Methods:Individual patient data were pooled from the BASILAR (EVT for Acute Basilar Artery Occlusion Study) and PERSIST (Posterior Circulation Ischemic Stroke) registries. Patients with PCTLs who underwent EVT were included in the present cohort and divided into the stenting and nonstenting groups based on the placement of extracranial VA stents. The primary efficacy outcome was the modified Rankin Scale (mRS) scores at 90 days and 1 year. Safety outcomes included 24-hour symptomatic intracranial hemorrhage (sICH) and all-cause mortality at 90 days and 1 year post-surgery.
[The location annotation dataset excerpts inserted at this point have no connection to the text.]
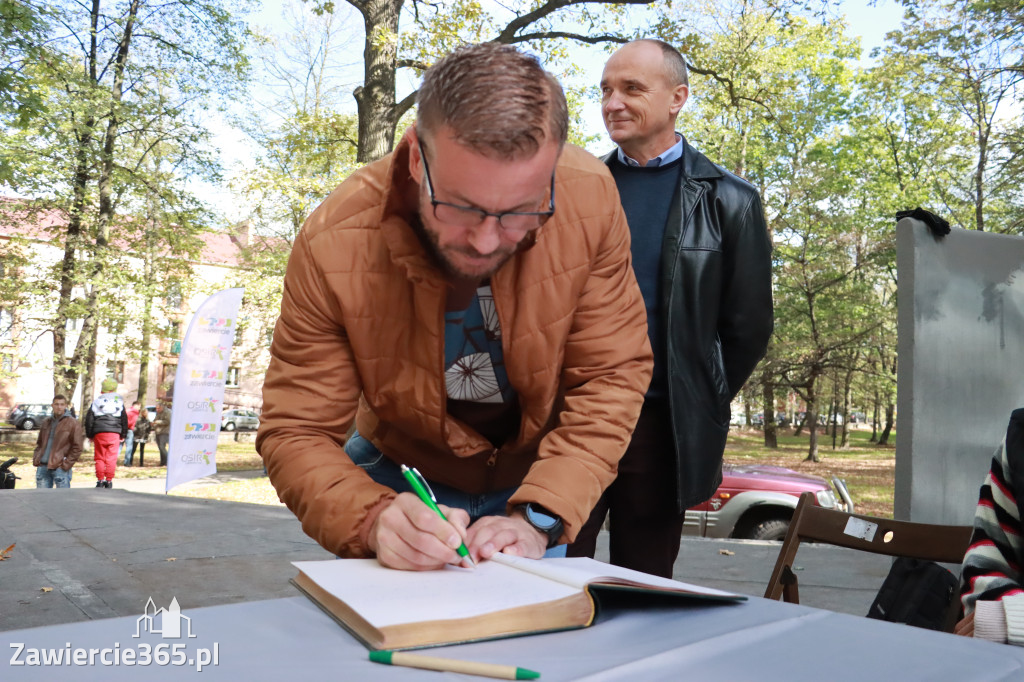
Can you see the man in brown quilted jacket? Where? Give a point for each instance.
(469, 305)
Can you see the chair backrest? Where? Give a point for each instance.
(945, 544)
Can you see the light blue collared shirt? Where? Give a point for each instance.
(667, 157)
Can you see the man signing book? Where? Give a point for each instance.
(468, 302)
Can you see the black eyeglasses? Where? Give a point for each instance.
(470, 216)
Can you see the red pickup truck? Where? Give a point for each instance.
(756, 502)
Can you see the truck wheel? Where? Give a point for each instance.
(772, 528)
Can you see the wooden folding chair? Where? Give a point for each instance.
(945, 544)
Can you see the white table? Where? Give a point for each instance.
(288, 640)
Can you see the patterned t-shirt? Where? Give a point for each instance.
(474, 366)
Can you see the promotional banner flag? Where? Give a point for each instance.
(199, 388)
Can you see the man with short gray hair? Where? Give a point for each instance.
(467, 302)
(702, 258)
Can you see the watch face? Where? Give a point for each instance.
(540, 517)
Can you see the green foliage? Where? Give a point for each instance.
(124, 128)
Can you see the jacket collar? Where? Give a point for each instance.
(695, 165)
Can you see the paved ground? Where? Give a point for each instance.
(89, 553)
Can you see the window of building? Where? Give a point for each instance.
(167, 372)
(174, 298)
(116, 371)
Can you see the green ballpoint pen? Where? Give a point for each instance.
(423, 491)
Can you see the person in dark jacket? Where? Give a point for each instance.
(57, 446)
(702, 257)
(107, 426)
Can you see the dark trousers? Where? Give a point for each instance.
(645, 523)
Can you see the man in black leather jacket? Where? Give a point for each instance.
(702, 258)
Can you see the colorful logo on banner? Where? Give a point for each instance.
(199, 388)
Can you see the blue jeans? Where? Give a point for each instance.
(128, 448)
(386, 472)
(52, 478)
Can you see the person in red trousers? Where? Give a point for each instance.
(107, 426)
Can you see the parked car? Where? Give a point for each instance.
(29, 416)
(239, 419)
(756, 502)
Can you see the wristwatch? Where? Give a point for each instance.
(544, 520)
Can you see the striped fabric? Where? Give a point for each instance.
(992, 564)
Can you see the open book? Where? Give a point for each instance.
(503, 597)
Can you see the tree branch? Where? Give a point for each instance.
(593, 40)
(403, 105)
(508, 35)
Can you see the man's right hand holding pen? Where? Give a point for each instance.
(413, 533)
(410, 536)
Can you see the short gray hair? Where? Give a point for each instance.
(675, 65)
(497, 100)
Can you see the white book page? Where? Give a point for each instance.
(579, 571)
(385, 596)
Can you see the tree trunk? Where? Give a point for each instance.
(875, 418)
(89, 374)
(768, 399)
(890, 410)
(847, 399)
(375, 99)
(799, 428)
(812, 421)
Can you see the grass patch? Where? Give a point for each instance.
(230, 457)
(867, 468)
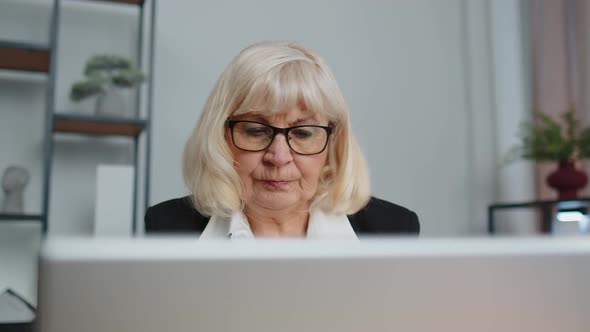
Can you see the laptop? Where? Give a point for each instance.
(180, 284)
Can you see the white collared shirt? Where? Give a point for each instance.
(321, 226)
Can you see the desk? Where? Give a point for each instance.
(546, 207)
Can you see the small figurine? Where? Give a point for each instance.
(14, 181)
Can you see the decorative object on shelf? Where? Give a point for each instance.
(546, 139)
(105, 74)
(14, 181)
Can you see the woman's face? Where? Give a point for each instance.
(277, 178)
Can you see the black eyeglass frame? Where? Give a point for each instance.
(275, 132)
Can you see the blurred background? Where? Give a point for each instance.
(437, 92)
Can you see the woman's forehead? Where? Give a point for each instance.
(294, 115)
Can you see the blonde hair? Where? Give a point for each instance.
(274, 76)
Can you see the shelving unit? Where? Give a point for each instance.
(29, 57)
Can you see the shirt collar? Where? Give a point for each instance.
(321, 226)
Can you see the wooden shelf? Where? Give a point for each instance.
(102, 126)
(24, 57)
(12, 217)
(131, 2)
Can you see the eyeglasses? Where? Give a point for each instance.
(256, 136)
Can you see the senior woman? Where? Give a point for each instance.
(273, 155)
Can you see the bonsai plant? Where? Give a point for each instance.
(546, 139)
(103, 74)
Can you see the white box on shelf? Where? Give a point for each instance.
(114, 200)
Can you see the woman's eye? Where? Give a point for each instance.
(302, 133)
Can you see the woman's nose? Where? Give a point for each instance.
(278, 153)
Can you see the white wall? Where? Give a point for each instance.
(419, 76)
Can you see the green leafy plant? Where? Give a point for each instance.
(104, 72)
(546, 139)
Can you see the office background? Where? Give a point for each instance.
(436, 91)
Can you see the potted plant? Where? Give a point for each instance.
(546, 139)
(105, 73)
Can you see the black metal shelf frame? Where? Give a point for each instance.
(102, 126)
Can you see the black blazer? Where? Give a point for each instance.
(377, 217)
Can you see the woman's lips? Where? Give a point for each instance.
(277, 184)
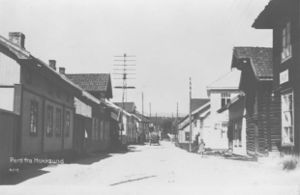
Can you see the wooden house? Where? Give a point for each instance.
(237, 124)
(200, 111)
(97, 87)
(131, 122)
(255, 63)
(220, 92)
(283, 17)
(41, 97)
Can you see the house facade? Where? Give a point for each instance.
(42, 97)
(200, 124)
(263, 132)
(237, 124)
(96, 87)
(283, 17)
(220, 92)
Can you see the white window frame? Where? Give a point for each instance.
(286, 46)
(285, 142)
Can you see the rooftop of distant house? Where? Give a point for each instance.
(260, 59)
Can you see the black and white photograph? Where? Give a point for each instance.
(149, 97)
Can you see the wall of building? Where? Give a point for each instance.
(8, 129)
(216, 136)
(45, 92)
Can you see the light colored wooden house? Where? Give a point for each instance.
(220, 93)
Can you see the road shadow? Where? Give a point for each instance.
(88, 159)
(132, 180)
(23, 174)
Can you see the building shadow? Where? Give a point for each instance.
(23, 174)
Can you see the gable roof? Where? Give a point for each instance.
(24, 57)
(93, 82)
(275, 9)
(201, 112)
(197, 103)
(260, 60)
(229, 81)
(128, 106)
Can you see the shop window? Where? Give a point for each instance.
(187, 136)
(33, 117)
(286, 52)
(49, 121)
(68, 124)
(287, 119)
(225, 99)
(58, 126)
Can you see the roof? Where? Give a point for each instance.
(128, 106)
(202, 111)
(232, 102)
(27, 58)
(268, 18)
(92, 82)
(197, 103)
(229, 81)
(260, 60)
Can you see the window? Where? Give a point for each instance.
(49, 121)
(287, 119)
(33, 117)
(68, 124)
(187, 136)
(225, 99)
(286, 52)
(58, 122)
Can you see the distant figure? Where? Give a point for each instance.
(201, 147)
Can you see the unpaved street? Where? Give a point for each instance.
(162, 169)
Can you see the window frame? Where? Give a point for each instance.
(286, 45)
(58, 122)
(67, 123)
(292, 119)
(49, 121)
(33, 118)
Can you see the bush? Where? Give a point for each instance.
(290, 163)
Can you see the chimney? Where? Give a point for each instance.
(62, 70)
(52, 64)
(17, 38)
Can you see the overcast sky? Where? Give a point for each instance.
(171, 39)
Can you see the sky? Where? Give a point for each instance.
(171, 39)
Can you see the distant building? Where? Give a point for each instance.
(200, 111)
(220, 92)
(282, 16)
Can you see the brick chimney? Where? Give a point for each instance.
(52, 64)
(62, 70)
(17, 38)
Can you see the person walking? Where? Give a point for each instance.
(201, 147)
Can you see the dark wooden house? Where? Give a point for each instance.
(97, 133)
(262, 133)
(283, 17)
(41, 96)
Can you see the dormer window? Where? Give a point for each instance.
(286, 52)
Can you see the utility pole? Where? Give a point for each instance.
(176, 125)
(150, 110)
(123, 70)
(190, 114)
(143, 103)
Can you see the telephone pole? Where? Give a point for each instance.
(122, 70)
(190, 114)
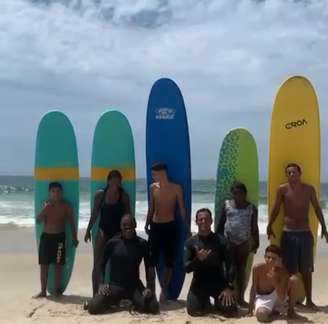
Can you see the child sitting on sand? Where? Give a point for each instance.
(271, 286)
(52, 242)
(239, 225)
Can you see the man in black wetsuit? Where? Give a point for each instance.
(125, 253)
(207, 256)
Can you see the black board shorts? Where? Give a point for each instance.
(162, 240)
(297, 251)
(52, 249)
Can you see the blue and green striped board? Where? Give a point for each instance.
(238, 161)
(56, 159)
(113, 148)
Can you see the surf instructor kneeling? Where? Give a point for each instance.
(125, 253)
(297, 239)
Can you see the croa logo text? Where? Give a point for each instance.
(165, 113)
(295, 124)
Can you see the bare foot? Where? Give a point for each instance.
(42, 294)
(291, 314)
(311, 305)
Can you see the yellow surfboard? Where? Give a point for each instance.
(294, 137)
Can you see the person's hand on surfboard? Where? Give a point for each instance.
(270, 232)
(324, 234)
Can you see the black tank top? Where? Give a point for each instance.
(111, 215)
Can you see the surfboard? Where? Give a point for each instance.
(112, 149)
(294, 137)
(238, 161)
(56, 159)
(167, 140)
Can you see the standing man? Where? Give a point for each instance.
(208, 257)
(161, 227)
(297, 239)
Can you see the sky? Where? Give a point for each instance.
(228, 57)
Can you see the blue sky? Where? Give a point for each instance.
(84, 56)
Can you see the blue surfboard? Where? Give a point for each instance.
(167, 140)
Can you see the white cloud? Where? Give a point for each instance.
(227, 56)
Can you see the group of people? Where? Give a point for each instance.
(218, 259)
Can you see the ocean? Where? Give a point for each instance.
(17, 204)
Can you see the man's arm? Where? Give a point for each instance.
(318, 212)
(252, 293)
(281, 283)
(230, 270)
(126, 203)
(71, 221)
(255, 230)
(182, 207)
(106, 255)
(151, 209)
(275, 211)
(191, 262)
(94, 214)
(222, 221)
(149, 269)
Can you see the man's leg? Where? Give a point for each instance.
(169, 250)
(197, 303)
(263, 314)
(294, 281)
(145, 305)
(44, 281)
(241, 256)
(97, 258)
(100, 304)
(306, 265)
(58, 289)
(307, 280)
(226, 310)
(167, 276)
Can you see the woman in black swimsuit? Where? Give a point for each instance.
(111, 203)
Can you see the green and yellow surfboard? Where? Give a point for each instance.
(56, 159)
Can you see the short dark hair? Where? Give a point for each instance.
(53, 185)
(275, 249)
(203, 210)
(240, 186)
(159, 166)
(114, 174)
(130, 217)
(294, 165)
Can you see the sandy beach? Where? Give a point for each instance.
(20, 281)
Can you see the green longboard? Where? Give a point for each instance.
(238, 161)
(56, 159)
(113, 148)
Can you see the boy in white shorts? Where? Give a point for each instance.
(272, 288)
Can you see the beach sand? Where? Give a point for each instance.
(19, 281)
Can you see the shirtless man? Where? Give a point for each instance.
(55, 214)
(271, 286)
(297, 240)
(160, 223)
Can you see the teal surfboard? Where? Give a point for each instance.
(56, 159)
(113, 149)
(238, 161)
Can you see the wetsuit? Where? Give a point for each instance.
(162, 239)
(211, 276)
(111, 215)
(125, 257)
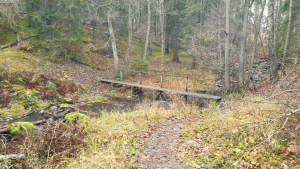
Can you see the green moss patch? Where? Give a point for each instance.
(20, 127)
(76, 117)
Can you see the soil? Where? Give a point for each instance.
(160, 148)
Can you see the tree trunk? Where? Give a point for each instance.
(112, 36)
(148, 29)
(195, 64)
(227, 39)
(243, 46)
(175, 48)
(271, 45)
(257, 32)
(288, 34)
(168, 41)
(162, 26)
(129, 35)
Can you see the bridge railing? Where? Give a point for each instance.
(162, 76)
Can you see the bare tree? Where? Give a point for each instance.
(112, 35)
(148, 29)
(129, 34)
(243, 46)
(227, 39)
(257, 32)
(287, 41)
(162, 31)
(271, 43)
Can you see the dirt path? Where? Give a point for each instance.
(160, 151)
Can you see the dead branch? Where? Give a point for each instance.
(12, 157)
(277, 95)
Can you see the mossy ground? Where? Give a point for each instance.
(20, 127)
(76, 117)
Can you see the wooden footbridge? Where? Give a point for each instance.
(161, 89)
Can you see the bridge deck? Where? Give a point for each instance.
(206, 96)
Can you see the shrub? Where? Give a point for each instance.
(139, 64)
(25, 45)
(20, 127)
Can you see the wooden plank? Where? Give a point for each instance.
(206, 96)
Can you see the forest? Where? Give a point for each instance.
(149, 84)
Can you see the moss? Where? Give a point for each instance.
(20, 127)
(76, 117)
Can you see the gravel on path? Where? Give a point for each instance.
(160, 150)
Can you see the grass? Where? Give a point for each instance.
(113, 139)
(241, 134)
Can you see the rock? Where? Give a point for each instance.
(61, 115)
(223, 104)
(191, 143)
(76, 117)
(11, 157)
(197, 166)
(68, 101)
(64, 106)
(20, 127)
(53, 108)
(293, 150)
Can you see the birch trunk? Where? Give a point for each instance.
(112, 36)
(129, 35)
(257, 32)
(148, 29)
(271, 45)
(288, 34)
(227, 39)
(162, 26)
(243, 46)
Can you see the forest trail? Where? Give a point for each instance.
(160, 146)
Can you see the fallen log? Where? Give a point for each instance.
(11, 157)
(4, 130)
(9, 45)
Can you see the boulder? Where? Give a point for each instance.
(68, 101)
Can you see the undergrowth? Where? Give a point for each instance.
(243, 134)
(110, 141)
(22, 91)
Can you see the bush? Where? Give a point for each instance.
(139, 64)
(25, 45)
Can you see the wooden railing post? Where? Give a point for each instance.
(141, 78)
(161, 80)
(186, 87)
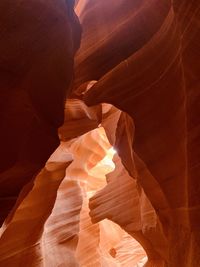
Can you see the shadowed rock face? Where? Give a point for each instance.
(38, 43)
(138, 70)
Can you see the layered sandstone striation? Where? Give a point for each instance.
(122, 188)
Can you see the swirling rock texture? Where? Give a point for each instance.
(122, 188)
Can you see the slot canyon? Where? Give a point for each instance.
(100, 133)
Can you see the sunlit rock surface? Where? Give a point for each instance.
(122, 188)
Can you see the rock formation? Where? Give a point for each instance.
(122, 188)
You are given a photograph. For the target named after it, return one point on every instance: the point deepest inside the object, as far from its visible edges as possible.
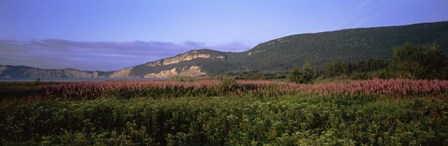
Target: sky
(113, 34)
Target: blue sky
(227, 25)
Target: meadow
(224, 112)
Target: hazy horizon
(109, 35)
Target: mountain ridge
(354, 44)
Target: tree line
(407, 62)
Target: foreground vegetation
(229, 112)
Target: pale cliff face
(184, 71)
(122, 73)
(184, 57)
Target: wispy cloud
(55, 53)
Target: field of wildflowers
(214, 112)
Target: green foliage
(287, 120)
(302, 76)
(228, 85)
(419, 62)
(354, 70)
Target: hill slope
(275, 55)
(283, 53)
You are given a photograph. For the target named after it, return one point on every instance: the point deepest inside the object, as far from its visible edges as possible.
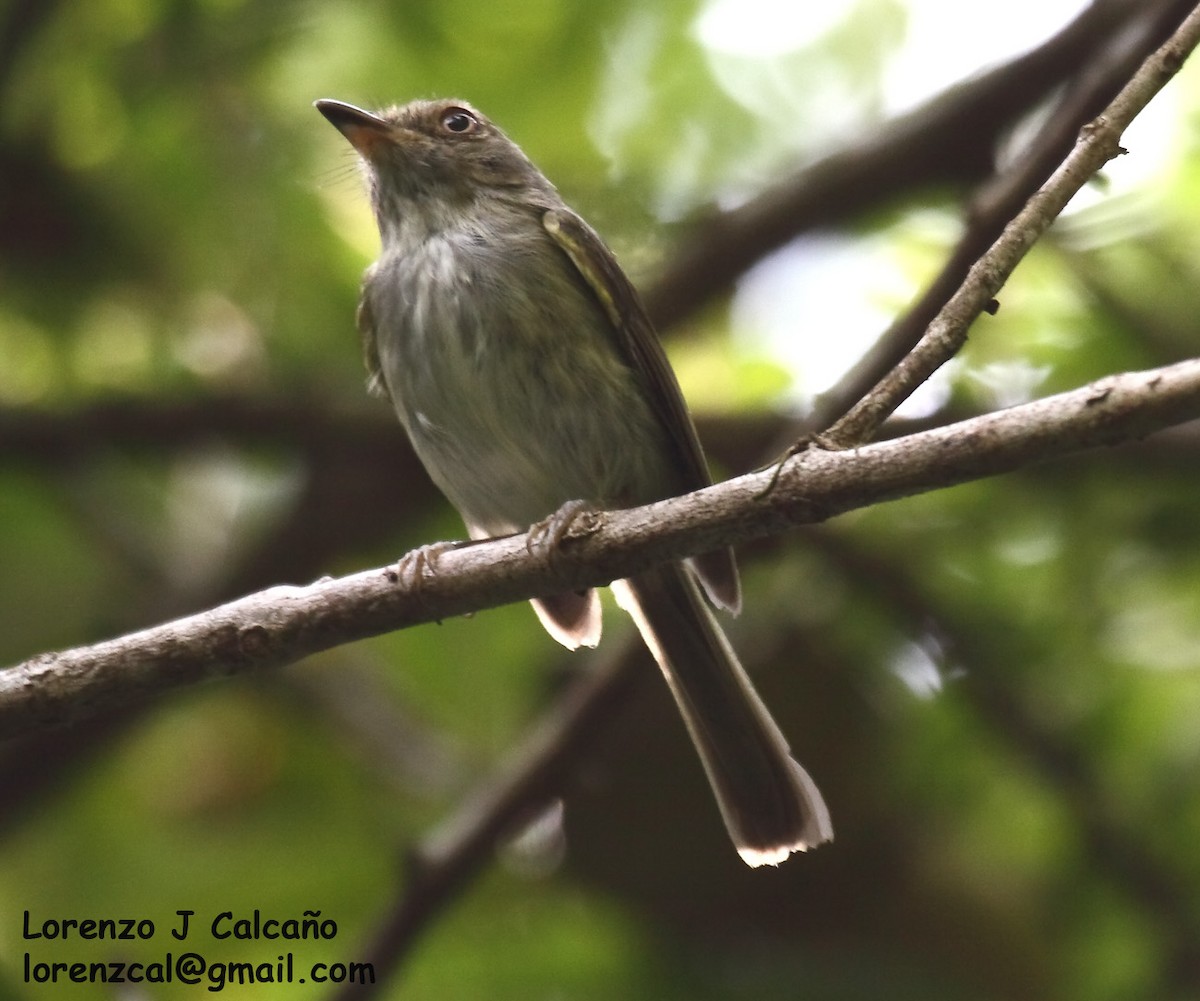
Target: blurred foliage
(996, 685)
Results:A combined dataset of 1,320 patients with posterior circulation artery occlusion, including 263 (19.9%) with tandem lesions, of whom 217 (median age, 65 years; 82.9% male) met the inclusion criteria for the analysis. The stenting group had 84 (38.7%) patients, while the non-stenting group had 133 (61.3%). After adjustment for the potential confounders, extracranial VA stenting was associated with favorable shifts in mRS scores at both 90 days (adjusted common odds ratio [OR], 2.30; 95% confidence interval [CI], 1.23–4.28; P<0.01) and 1 year (adjusted OR [aOR], 2.04; 95% CI [1.05–3.97]; P=0.04), along with lower rate of mortality at both 90 days (aOR, 0.45; 95% CI [0.21–0.93]; P=0.01) and 1 year (aOR, 0.36; 95% CI [0.16–0.79]; P=0.01), with no significant difference in sICH incidence (aOR, 0.35; 95% CI [0.06–1.98]; P=0.24).
Conclusion:Extracranial VA stenting during EVT may improve functional outcomes and reduce mortality in patients with PCTL strokes.